Introduced June 17, 2025 by Roger Wayne Marshall · Last progress June 17, 2025
The bill increases transparency, multi-year predictability, and fiscal discipline in the federal budget process but does so at the cost of substantial upfront administrative burden, reduced near-term fiscal flexibility (especially for emergencies and inflation), and procedural rigidity that could disproportionately strain smaller agencies and complicate timely responses.
Taxpayers, Members of Congress, and independent researchers gain access to CBO models, data, and more detailed activity-level budget justifications, enabling outside replication, scrutiny, and clearer visibility into recurring federal spending.
Federal agencies, state and local recipients, and contractors get two-year appropriations and biennial planning, giving them more predictable funding and improved ability to plan multi-year projects.
Congress and taxpayers benefit from stronger procedural rules and scoring changes that limit ad-hoc budget insertions and emphasize current‑law scoring, which can improve fiscal transparency and discipline.

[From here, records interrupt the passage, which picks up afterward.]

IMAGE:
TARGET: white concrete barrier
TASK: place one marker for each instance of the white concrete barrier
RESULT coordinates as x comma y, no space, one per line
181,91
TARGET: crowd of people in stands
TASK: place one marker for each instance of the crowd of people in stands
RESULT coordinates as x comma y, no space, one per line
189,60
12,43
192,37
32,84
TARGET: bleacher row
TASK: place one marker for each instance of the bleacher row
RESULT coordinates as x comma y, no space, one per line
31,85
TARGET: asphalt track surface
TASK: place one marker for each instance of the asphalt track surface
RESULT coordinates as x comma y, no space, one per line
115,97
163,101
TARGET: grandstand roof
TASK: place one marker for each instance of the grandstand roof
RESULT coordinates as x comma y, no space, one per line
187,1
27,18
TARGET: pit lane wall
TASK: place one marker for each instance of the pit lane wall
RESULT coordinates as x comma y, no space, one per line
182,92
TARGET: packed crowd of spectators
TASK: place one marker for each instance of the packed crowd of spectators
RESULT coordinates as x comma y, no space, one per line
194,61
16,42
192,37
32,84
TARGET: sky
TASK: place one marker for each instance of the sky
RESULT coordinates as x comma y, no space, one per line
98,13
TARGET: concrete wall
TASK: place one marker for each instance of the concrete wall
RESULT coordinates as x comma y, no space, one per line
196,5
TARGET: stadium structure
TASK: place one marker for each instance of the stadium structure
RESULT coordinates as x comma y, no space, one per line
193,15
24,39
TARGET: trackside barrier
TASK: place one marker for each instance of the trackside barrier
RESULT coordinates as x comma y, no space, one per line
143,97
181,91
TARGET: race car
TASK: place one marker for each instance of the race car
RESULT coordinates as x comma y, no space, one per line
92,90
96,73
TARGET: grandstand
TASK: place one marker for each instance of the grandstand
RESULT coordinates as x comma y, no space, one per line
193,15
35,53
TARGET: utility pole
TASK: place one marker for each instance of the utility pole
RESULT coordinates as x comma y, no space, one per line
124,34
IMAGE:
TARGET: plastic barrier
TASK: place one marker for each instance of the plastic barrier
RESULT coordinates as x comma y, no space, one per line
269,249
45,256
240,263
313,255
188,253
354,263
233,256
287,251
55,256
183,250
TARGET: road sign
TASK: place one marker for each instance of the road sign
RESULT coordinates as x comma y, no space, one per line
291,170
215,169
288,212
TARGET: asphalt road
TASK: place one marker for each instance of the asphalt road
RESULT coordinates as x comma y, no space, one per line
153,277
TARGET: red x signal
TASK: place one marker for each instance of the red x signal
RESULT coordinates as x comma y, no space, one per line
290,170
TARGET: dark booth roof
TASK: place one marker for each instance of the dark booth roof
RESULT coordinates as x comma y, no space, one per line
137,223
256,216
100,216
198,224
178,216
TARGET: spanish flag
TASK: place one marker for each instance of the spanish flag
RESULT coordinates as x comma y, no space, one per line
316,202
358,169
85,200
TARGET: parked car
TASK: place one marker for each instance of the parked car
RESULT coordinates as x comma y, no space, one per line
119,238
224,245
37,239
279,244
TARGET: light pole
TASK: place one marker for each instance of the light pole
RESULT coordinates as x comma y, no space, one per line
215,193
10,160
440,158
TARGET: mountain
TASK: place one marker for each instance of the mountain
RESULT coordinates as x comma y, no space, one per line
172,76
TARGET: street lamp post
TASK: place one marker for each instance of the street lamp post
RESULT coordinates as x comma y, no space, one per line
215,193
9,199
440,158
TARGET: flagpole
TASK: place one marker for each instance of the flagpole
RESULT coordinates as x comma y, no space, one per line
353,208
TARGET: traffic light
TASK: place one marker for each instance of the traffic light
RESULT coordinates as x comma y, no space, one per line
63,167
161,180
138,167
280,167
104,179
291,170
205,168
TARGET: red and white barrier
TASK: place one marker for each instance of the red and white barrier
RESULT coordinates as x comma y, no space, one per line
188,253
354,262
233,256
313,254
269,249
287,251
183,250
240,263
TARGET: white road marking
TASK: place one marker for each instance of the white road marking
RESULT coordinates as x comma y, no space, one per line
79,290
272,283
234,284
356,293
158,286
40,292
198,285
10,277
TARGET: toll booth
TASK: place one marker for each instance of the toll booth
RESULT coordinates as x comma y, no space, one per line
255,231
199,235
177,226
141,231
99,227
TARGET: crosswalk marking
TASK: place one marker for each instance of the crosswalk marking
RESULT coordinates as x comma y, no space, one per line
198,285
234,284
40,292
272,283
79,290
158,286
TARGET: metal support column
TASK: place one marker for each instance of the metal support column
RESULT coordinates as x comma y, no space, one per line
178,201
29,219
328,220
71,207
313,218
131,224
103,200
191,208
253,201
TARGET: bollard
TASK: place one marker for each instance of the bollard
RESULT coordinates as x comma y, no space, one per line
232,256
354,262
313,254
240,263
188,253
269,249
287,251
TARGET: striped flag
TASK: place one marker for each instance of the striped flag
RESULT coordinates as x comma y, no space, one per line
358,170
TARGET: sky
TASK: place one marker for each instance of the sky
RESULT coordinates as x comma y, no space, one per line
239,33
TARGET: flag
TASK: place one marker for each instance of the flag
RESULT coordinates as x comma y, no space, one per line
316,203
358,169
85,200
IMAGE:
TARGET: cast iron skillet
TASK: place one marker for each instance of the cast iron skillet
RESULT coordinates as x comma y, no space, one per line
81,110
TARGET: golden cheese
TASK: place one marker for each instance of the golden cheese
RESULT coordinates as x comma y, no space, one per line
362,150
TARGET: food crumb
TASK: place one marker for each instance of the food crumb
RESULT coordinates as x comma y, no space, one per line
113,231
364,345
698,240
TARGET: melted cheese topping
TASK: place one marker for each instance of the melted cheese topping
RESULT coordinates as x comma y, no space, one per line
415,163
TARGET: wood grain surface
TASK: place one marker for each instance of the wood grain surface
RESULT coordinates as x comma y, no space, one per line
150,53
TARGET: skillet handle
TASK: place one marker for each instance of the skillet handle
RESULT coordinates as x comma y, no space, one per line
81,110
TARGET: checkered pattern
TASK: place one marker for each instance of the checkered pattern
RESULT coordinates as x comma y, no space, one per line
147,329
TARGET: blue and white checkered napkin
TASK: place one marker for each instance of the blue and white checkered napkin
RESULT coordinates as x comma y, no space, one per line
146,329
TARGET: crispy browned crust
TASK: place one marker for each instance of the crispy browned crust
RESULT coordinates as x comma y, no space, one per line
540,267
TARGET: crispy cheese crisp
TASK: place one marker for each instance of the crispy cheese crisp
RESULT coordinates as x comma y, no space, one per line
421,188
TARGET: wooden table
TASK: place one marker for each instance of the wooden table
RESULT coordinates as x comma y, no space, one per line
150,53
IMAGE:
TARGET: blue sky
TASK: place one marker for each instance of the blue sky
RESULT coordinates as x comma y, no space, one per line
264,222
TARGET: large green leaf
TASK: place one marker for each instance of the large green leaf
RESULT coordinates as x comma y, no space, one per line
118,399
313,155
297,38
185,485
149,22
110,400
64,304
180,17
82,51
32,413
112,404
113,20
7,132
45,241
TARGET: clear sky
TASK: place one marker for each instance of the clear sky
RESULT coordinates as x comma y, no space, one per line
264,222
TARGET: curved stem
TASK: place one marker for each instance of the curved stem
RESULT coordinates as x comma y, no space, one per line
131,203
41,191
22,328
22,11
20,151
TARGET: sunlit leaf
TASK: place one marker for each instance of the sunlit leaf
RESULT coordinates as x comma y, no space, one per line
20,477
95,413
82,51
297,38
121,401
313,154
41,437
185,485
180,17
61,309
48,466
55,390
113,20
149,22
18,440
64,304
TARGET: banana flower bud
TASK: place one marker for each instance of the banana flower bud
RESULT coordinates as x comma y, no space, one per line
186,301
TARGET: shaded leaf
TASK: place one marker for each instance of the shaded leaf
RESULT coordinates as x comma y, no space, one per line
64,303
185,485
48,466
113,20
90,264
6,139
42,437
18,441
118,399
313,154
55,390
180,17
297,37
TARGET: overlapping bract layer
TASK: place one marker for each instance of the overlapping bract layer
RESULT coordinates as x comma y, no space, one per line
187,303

Federal agencies, OMB, and the CBO will face substantial new administrative and compliance costs (staff time, platform/legal reviews, reporting) to publish models, produce activity-level justifications, and prepare two‑year plans.
Taxpayers, state and local governments, and emergency responders could lose fiscal flexibility because biennial appropriations and baseline rules that exclude emergency/supplemental funding and inflation make rapid budget adjustments harder and understate future needs.
Smaller agencies, state and local governments, and some programs may lack capacity to produce robust zero‑based and efficiency metrics, leading to inconsistent justifications, superficial analysis, and risk of underfunding effective activities.
Based on analysis of 11 sections of legislative text.
Requires the Congressional Budget Office to publish the models, code, and data behind its cost and economic estimates (with limited nondisclosure exceptions); mandates zero‑based budgeting materials from agencies and shifts most federal budgeting and appropriations to a two‑year (biennial) cycle with new deadlines, points-of-order, and travel penalties tied to timely budgets. Also raises the Senate vote threshold to two‑thirds for waiving many budget rules and creates a new point of order to enforce Budget Committee jurisdiction, and it narrows how the federal budget baseline is defined. Most changes take effect in stages: some managerial actions begin in 2026, CBO transparency begins six months after enactment, and the main biennial and baseline rules apply starting January 1, 2027 (for the biennium beginning FY2028).